Todo el 2013 queriendo que acabara y empezara este 2014 porque todo eran cosas malas... y tampoco lo empezamos con buen pie.
Hoy día 24, es una fecha señalada. Una de esas fechas que son tristes y dan pena.
No sólo porque hoy sea un día marcado en nuestra vida nos vienen recuerdos a la mente, porque a diario nos acordamos de ti. De ti y de todos.
Lo de que la vida es una mierda es porque es injusta. Te hace pasar momentos, o incluso te impide vivir momentos sin preguntar, haciendo daño... aunque es evidente que no todo es malo y hay otras cosas que son buenas... pero el dolor es amargo y deja una marca diferente.
Es injusto que no pudiera disfrutar más tiempo del abuelo Santiago. Se fue cuando yo era muy pequeña y apenas tengo recuerdos míos propios. Las cosas que tengo en mi memoria, es porque nunca jamás me han dejado de hablar de él y de mí, de nosotros. Es injusto que no me viera crecer y el se fuera tan joven. Pero no por eso dejo de recordarlo todos los días.
Por otro lado he tenido la suerte de disfrutar a mis otros tres abuelos hasta bien mayor. Y a mi quinto abuelo por cariño, que fue mi tío Paco. Pero es raro. El día que menos me imaginaba que eso iba a pasar, también se fue. El vacío se notó mucho, yo ya tenía 19 años y era la primera vez que me enfrentaba algo así siendo consciente. Pero es más fácil llevarlo con toda la gente que tienes alrededor. Tampoco hay un sólo día en el que no me acuerde de ti.
Luego... estaba en casa con las dos abuelitas. Y me lo pasaba en grande con ellas, menuda pareja hacían... La yaya Marina me enseñó a tejer bufandas sólo con un brazo. Desde entonces todos los años me hago una... porque es una forma de hacer sentir que me acuerdo de ella, porque también la tenemos en la cabeza siempre. Se le echa mucho de menos... y eso que ya han pasado casi 5 años, pero a estas cosas... nunca te acostumbras creo yo.
Y tal día como hoy... tocó despedirse del abuelo, del que también me acuerdo cada día y revivo aquellos momentos de infancia en el pueblo con él. Siempre haciéndonos chocolate o arroz con leche que sabía que nos gustaba. Recuerdo subir las escaleras del bar para ir a verlo cuando llegábamos. No sabes también cuánto se te echa en falta abuelo... mucho.

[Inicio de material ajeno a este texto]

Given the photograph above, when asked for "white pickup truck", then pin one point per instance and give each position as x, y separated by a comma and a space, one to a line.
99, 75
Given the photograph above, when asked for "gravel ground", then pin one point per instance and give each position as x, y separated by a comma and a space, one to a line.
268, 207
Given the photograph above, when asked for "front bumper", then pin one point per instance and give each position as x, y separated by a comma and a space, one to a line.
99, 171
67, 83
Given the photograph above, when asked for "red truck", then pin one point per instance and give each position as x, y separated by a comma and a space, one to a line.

Y con este recuento... pues aún he tenido la suerte de disfrutar de la abuela Bienve casi dos años más. Con ella he compartido prácticamente toda mi vida. No recuerdo un día a día sin que ella estuviera presente. Y este año también nos ha dejado. Y te echo de menos muchísimo. Ver las novelas sola ya no es lo mismo. Siento que me falta algo y la mayoría de días ni las veo... sin ti ya no mola.
Con todo este rollo que estoy metiendo... quiero dejar claro que yo sigo teniendo abuelos, y no 4, sino 5. Puede que ya no estén aquí y que no pueda hablarles, abrazarles o darles besos. Pero sé que de algún modo, desde donde sea y como sea están vigilando y cuidando de todos.
Una vez me preguntaron, "Tía imagínate que se te aparece tu abuel@, ¿No te asustarías?" Y mi respuesta a esto fue... "a ver, me quedaría flipada, pero...¿ asustarme o tener miedo? Son mis abuelos. No me van a hacer nada malo. Al contrario. Como siempre han hecho seguirán haciendo seguro que me harían sentir como si nada hubiera pasado. No me extrañaría que si pudiéramos volver a vernos... el abuelo me trajera arroz con leche o chocolate jejeje. O yayo Santiago me llevara al Kiosko a por las pelis de Tintín."
Os echamos mucho de menos a todos. Pero esta vida es así de injusta. Así de asquerosa... y ahora todo está vacío sin vosotros. La casa del pueblo es enorme y se nota mucho vuestra ausencia. Y esta de aquí... con lo llena que ha llegado a estar, ahora estamos sólo tres.
Sólo espero queridos cinco abuelos que estéis todos bien juntitos allá donde sea... y que sepáis que os queremos. Mandamos un te quiero al cielo con todas nuestras fuerzas.